3rd Hellenic Psychodrama Summer Academy (1st-6th of August 2019, Kolympari, Crete)
At the airport in Athens, on my way back to Zagreb from Crete, I was literally swept off the floor like a breadcrumb (a somewhat large breadcrumb) by the airport personnel. A slightly annoyed person, gently pushing my feet with a dust mop, talked at me in Greek while pointing towards the benches. I prepared myself well for spending the night at the airport in-between two flights: I was lying on a self-inflating mattress that I brought with me, and I was perfectly comfortable where I was. I didn’t want to take up space on the benches, in case there was someone less proficiently equipped for the occasion of sleeping at the airport. Not to mention that floors are very reasonable places to be sleeping on, as you can’t fall off them. There was, however, no space or language for negotiation with the person holding the dust mop. I understood she has to do her job, and I was getting in the way.
On that same day, tucked up in my bed in Zagreb, I got an e-mail from Iva with an audio file attached. The subject of the e-mail said: to help you fall asleep. Iva sent Lada and me recorded sounds from our rooms at the Orthodox Academy: the sea, the wind, the crickets. In my memory, the crickets were much louder, and so was the sea. It made me wonder about other senses, like taste or touch, and the ways of preserving them, archiving them, the way we do with photographs. The only albums of touch and taste we have are those that we try to preserve in our memories. And the only way to archive them outside of ourselves is by writing about them, by telling a story, a story made of sensorial bits and pieces, fragments of experiences pinned together.
You see, Stylianos Lagarakis and the team in charge of organising Hellenic Psychodrama Summer Academy are very wise. They recognise, acknowledge and give space to how deeply our everyday (sensorial) experiences are entwined with the work of psychodrama. A conversation around a meal made of cheese, black olives and the reddest red tomatoes in the world might feed into the workshop called The Dictatorship of Love Relationships (Gabriela Moita and Michael A. Wieser). Back pain can bleed into The Pains We Suffered (Wang Jing with Ma Dongfang). Motion sickness on the bus trying to navigate the hairpin turns from northern to souther shore of Crete on our way to and from to the beach might trigger some long forgotten childhood memories and provide for an unexpected moment of healing, which will then, in return, shine a new light on our experiences in the workshop such as Of Love and Other Demons (Tatiana Kryukova). A dream of another, told over traditional Cretan music, might prompt one’s own own desire to dream in Do Androids Dream about Electric Sheep? (Horatiu Nil Albini) and deeply held political beliefs that you seem almost physically attached to might get stirred in large sociodrama workshop (Iafi Shpirer).

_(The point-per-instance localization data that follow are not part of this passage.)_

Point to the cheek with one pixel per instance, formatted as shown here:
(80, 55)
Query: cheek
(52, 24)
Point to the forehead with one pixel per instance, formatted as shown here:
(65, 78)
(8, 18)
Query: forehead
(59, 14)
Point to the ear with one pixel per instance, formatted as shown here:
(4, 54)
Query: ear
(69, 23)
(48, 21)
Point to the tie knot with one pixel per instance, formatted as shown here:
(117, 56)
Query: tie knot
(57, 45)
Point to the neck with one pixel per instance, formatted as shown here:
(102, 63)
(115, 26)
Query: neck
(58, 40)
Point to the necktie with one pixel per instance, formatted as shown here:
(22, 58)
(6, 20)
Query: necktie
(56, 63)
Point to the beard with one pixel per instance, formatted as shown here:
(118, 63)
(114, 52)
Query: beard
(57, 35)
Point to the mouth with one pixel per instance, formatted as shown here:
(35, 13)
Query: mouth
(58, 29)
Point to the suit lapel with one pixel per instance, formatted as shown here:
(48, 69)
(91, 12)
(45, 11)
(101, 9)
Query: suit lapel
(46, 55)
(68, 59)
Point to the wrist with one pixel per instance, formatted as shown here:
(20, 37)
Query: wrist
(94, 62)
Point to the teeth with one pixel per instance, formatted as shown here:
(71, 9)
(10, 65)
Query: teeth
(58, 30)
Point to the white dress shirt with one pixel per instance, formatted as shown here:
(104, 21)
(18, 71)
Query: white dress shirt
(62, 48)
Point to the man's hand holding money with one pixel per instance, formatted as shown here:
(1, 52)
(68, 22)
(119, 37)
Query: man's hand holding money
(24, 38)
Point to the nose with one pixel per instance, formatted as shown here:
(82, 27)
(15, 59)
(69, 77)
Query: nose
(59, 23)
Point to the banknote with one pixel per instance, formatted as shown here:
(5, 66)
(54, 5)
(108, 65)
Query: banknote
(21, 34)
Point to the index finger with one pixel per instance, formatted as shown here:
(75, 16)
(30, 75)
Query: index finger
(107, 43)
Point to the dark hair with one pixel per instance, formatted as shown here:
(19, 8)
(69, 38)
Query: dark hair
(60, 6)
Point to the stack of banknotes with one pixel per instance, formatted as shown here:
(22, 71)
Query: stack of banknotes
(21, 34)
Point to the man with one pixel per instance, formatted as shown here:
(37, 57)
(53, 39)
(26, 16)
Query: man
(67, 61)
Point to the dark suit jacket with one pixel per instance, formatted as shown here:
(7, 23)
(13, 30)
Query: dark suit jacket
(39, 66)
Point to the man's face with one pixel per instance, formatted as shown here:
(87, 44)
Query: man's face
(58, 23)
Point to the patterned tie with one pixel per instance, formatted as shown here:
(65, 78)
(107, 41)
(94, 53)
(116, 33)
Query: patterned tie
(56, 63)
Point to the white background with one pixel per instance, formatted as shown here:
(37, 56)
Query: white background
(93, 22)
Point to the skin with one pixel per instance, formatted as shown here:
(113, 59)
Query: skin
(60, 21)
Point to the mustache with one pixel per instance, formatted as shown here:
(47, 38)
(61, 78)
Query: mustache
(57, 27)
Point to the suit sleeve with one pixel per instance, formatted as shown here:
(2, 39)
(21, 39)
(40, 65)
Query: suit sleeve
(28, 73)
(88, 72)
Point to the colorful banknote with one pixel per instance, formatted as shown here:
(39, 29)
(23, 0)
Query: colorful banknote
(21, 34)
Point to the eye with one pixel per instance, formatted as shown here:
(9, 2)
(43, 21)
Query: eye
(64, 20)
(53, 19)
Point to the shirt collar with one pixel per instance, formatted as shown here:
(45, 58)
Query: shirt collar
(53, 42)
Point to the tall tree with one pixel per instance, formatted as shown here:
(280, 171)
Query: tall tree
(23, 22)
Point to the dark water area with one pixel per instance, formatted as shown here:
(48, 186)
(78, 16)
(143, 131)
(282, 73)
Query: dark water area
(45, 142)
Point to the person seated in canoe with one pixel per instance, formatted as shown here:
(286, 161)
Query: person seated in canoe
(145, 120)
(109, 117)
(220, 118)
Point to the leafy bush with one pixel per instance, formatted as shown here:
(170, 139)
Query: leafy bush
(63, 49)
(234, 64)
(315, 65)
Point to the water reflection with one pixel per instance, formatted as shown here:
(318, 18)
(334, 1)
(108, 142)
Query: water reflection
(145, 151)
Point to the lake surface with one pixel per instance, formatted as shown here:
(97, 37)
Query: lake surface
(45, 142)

I am very new to psychodrama. Prior to my arrival to Crete, I have only attended two one day psychodrama workshops. I am a theatre scholar working at the Academy of Dramatic Art in Zagreb, and my PhD has nothing to do with psychotherapy. My formal education in psychotherapy began only a year and a half ago when I started my education in group analysis at the Institute of Group Analysis in Zagreb. Yet I felt very welcomed to Kolympari Summer Academy, among people who have been doing, teaching, practicing, working with psychodrama for years and years. Because in some ways, however long you have been doing whatever it is you have been doing, and whatever patterns you have adopted that give direction to your affects and behaviour, you are always new to the future of your life. And you are always new to whom you might meet or to what you might experience, because just like in theatre, everything always happens only once, even when it is repeated, and there are no two identical live performances.
For me, the key word and feeling of this summer academy was hollistic, as it describes the way things are deeply entwined and connected: crickets, love, wind, friendship, olive oil, family, anger, frustration and fried zucchinis. And sure, you might say that it happens all the time, but in a way this Academy in Kolympari is designed with a special emphasis, time, space and thoughtfulness for precisely this idea and this feeling.
And even when we seemingly weren’t working but only (only?) living, we were working hard, and the work of psychodrama was working on us and for us.